Allez à l’expo avec votre mère ou grand-mère. Elle sera enchantée par ces grands panneaux qui font revivre les intérieurs 1900 des grands appartements ou maisons de famille 1900. Peu de chance que l’histoire de ce mouvement éphémère au nom bizarre intéresse votre belle-fille. Et pourtant…
Décors et Arts décoratifs
L’espace est saturé, des femmes conversent, font de la couture, lisent ou jouent au piano. Tout y est : papiers peints, tapis, tentures, tapisseries, bouquets de fleurs, accumulation de meubles. Les Nabis, ces jeunes prophètes (Nerîîm en hébreu) sensibles au mysticisme, tenants de l’Art total (Gesamtkunstwerk), personnalisent les intérieurs : abat-jours, éventails, paravents, boite à cigare. Du tarabiscoté, c’est l’Art Nouveau. Vuillard excelle dans la création de ces décors- il a une expérience de metteur en scène- qui absorbent les personnages.

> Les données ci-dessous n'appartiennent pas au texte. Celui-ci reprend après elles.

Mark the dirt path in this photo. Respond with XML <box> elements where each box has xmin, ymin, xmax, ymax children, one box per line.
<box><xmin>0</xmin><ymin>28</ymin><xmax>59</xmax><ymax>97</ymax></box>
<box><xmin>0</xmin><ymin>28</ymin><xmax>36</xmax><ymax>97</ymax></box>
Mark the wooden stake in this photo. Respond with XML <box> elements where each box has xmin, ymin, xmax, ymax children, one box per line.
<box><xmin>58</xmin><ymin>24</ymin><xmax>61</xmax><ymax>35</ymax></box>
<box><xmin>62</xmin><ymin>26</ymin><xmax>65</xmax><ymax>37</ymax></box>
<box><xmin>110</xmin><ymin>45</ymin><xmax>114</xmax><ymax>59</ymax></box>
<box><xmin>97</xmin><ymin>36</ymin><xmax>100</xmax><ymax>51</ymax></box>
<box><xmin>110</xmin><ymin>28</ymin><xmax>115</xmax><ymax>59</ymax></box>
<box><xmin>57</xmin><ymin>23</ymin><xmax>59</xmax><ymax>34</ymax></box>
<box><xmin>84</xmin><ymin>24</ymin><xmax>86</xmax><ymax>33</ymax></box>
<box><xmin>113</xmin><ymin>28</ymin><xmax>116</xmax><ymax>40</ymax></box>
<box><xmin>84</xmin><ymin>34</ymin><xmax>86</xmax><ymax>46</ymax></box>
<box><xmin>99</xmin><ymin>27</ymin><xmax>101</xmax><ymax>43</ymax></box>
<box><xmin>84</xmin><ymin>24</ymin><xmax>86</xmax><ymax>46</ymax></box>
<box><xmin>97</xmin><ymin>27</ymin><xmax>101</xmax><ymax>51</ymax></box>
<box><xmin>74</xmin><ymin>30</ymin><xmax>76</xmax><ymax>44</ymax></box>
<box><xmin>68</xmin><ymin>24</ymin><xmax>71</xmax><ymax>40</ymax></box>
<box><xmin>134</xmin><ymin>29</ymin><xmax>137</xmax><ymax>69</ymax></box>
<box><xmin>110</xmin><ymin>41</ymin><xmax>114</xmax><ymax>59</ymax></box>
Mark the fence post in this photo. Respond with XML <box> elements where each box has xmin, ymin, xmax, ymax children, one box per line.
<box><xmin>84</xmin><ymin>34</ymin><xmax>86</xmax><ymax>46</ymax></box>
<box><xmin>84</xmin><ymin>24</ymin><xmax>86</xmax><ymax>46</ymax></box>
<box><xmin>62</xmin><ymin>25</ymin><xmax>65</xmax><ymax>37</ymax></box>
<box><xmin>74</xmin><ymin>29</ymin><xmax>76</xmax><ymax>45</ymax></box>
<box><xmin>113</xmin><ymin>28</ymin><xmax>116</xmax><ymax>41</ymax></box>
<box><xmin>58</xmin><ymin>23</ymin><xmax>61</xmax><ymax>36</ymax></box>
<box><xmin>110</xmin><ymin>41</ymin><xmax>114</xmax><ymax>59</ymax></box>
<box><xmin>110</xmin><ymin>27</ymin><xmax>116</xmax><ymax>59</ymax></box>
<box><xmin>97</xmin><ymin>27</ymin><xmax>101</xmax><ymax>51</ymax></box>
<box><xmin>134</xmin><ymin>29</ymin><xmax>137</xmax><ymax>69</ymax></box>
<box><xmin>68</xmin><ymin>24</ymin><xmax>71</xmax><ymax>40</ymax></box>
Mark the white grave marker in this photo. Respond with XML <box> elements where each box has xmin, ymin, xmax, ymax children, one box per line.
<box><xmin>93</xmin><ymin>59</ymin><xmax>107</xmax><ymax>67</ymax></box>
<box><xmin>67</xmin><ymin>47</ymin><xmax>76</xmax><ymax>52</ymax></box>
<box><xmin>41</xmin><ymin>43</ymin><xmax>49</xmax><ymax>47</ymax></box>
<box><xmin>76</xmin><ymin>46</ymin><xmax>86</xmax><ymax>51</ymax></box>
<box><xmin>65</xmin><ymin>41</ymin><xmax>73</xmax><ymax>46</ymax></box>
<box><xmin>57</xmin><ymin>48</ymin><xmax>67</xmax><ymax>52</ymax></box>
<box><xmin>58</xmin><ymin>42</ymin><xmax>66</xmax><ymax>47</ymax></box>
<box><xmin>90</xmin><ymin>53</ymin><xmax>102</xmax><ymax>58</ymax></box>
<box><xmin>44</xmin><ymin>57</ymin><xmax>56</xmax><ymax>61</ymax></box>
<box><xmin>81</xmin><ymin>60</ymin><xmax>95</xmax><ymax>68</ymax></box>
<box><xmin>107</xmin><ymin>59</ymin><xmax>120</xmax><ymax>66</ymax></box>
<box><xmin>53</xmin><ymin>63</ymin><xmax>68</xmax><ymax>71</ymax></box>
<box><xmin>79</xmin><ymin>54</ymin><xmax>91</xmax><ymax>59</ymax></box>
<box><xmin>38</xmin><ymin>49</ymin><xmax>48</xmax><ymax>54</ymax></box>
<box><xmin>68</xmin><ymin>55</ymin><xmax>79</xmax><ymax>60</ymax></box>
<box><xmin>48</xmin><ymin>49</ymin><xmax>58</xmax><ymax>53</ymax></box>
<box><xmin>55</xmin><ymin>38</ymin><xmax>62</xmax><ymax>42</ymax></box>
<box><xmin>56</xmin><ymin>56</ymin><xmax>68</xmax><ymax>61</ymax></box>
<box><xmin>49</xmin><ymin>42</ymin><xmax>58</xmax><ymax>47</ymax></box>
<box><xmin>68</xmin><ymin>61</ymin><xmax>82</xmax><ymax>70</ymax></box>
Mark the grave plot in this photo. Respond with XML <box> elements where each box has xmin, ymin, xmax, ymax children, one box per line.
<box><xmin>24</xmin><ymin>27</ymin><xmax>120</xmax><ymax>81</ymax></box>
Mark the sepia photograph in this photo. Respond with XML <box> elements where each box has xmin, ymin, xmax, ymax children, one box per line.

N’emmenez pas votre belle-fille éprise de vide et d’espace qui a envoyé aux Puces la paire de fauteuils Louis XVI signés, parfaitement inconfortables, hérités de la tante Germaine qui attendait sa visite chaque premier jour de l’an. Elle dira qu’elle étouffe, voire qu’elle est angoissée, par ces intérieurs silencieux coupés du monde réel.
Jardins
Votre mère ou grand-mère aimera aussi ces toiles aux couleurs claires et gaies représentant la Cueillette des Pommes (Bonnard) qui l’immergera dans le vert (arbre, herbe, verger) des jardins publics (Vuillard) ou des figures féminines dans des décors végétaux (Maurice Denis). Elle pourrait murmurer la phrase de Jan Verkade « Il n’y a pas de tableaux, il n’y a que des décorations ». Tout est stylisé et souvent curviligne. L’influence des estampes japonaises est évidente.
Japonisme
Si les couleurs vives des Nabis ont pour origine principale Pont-Aven avec Gauguin, Sérusier, Émile Bernard, elles ont aussi pour origine les estampes de l’ukiyo-e (images du monde flottant) qu’ils épinglaient sur les murs de leurs ateliers. Ils se sont inspirés de cette capacité à simplifier les formes, de la sinuosité des personnages féminins et de leurs fantaisies décoratives. Un ensemble d’estampes est exposé, ainsi que des pages de garde de la revue Le Japon Artistique publiée par le marchand d’art Siegfried Bing.
Mysticisme et Symbolisme
Votre belle-fille aurait aimé les estampes, elles ne prennent pas de place et cette touche d’exotisme et de lumière ferait très bien sur ses murs, elle a d’ailleurs manifesté son intérêt pour celles de votre chambre à coucher le jour où elle a exprimé son refus d’hériter de vos meubles. De même, elle serait tombée en extase devant quelques petites toiles de Maurice Denis, d’une merveilleuse simplicité poétique comme Les bateaux jaunes ou les oiseaux roses.
En revanche la peinture sacrée de Maurice Denis l’aurait fait bailler, la mystique n’est pas son fort. Même réaction à l’égard des sept panneaux allégoriques de Ranson sur le travail de femme dans les champs et surtout pour la Légende de Saint Hubert (Maurice Denis) à la gloire des pieux propriétaires, à reléguer dans un des derniers grands châteaux avec chapelle possédé depuis de nombreux siècles par la même famille.
Ésotériques ou non, ces « révolutionnaires » ont embelli la vie. Saluons le Musée du Luxembourg qui est parvenu à rassembler des panneaux souvent dispersés, beaucoup ayant disparu lors de déménagements ou de ventes. Mais si vous aimez Maurice Denis, allez au Musée du Prieuré à Saint-Germain en Laye lorsqu’il rouvrira à l’automne.
Pierre-Yves Cossé
Un Breton à Paris
Les Nabis et le décor, Musée du Luxembourg, 19 rue de Vaugirard, 75006 Paris, jusqu’au 30 juin 2019, ouvert tous les jours de 10h30 à 19h et nocturne tous les lundis jusqu’à 22h. Fermé le 1er mai.